My wife felt "less dirty" than she thought she would feel buying a party membership - it's just pragmatic is all, and we both felt pretty darned good about having gone to vote. It was a surprisingly large turnout. Parking was an issue.
It's a slightly unusual vote in that you can vote for more than one candidate. We had a choice of three, Jim Dinning, Ed Stelmach and Ted Morton. You mark your first choice with a 1, but you can optionally vote for your second choice with a 2.
(I voted strategically in an "anyone but Morton" fashion: Dinning for 1, Stelmach for 2)
What happens is that when all the votes are counted, the lowest of the three is dropped out of the count, but all the secondary choices are split up amongst the reining candidates. So, people have, at least by all appearances, more of an influence even if their first candidate is voted out.

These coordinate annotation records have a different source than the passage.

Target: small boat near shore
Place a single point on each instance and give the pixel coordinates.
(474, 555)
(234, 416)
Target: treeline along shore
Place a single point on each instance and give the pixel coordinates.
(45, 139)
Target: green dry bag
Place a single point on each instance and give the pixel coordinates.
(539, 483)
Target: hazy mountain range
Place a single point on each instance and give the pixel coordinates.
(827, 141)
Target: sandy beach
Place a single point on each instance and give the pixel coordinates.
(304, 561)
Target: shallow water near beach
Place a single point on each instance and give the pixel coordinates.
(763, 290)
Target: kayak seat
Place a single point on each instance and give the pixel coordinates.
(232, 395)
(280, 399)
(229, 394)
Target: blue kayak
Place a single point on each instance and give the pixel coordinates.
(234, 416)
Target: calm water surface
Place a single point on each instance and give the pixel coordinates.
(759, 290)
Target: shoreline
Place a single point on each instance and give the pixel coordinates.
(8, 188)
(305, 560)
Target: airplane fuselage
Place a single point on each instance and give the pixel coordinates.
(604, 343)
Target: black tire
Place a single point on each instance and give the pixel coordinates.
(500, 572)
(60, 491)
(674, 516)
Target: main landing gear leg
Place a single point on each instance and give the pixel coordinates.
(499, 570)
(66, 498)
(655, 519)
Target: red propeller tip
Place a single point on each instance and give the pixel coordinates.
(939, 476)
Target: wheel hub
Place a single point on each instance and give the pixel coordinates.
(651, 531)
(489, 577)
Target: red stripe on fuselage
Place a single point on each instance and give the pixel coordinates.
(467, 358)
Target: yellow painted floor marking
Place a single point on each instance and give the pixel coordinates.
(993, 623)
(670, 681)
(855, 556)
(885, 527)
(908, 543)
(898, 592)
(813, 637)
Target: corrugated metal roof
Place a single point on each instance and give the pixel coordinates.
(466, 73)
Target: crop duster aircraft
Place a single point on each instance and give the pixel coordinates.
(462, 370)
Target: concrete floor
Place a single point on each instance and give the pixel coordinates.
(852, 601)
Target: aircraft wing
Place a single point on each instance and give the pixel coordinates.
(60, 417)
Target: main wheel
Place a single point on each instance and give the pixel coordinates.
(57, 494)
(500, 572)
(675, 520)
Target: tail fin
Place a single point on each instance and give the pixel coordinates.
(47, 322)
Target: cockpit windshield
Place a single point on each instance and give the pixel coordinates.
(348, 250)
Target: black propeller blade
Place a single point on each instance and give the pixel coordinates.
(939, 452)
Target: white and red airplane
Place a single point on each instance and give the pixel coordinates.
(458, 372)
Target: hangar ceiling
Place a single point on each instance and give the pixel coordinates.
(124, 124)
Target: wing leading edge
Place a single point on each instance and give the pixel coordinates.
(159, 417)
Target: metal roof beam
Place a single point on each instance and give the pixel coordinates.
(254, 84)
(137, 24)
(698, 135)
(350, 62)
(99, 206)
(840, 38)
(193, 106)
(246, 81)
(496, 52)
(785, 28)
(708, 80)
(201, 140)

Jim Dinning was likely not popular amongst those who remember unfondly the medical and education cuts he made in the 90s. Ted Morton was likely not popular amongst those who consider him "unsympathetic to centrist views".
Ed Stelmach... well, very few people seem to know what he's about, but he was certainly likely to be everyone's second choice.
As the Globe & Mail article by Walton & Harding read:
If nobody wins a majority on the second ballot, a preferential voting system kicks in. The third-place candidate drops off the ballot, and whoever the voter ranked as second choice will receive his votes.
"Everybody's second choice is going to be Ed Stelmach," Prof. Brownsey predicted.
That suggests that if Mr. Stelmach is in the top two, he could be poised to become Alberta's 13th premier.
That turned out to be exactly the case.
I guess we will get to know the new premier over the next little while. Graham Thomson of the Edmonton Journal had a couple of paragraphs put together that might be Stelmach in a nutshell:
In terms of intellectual depth, Stelmach seems to know issues inside, outside and backwards.
But he also tends to tie himself up in knots trying to explain himself, even when his audience is nothing more than a solitary columnist quietly sipping a cup of tea picked up by the Stelmach bus at a convenience store.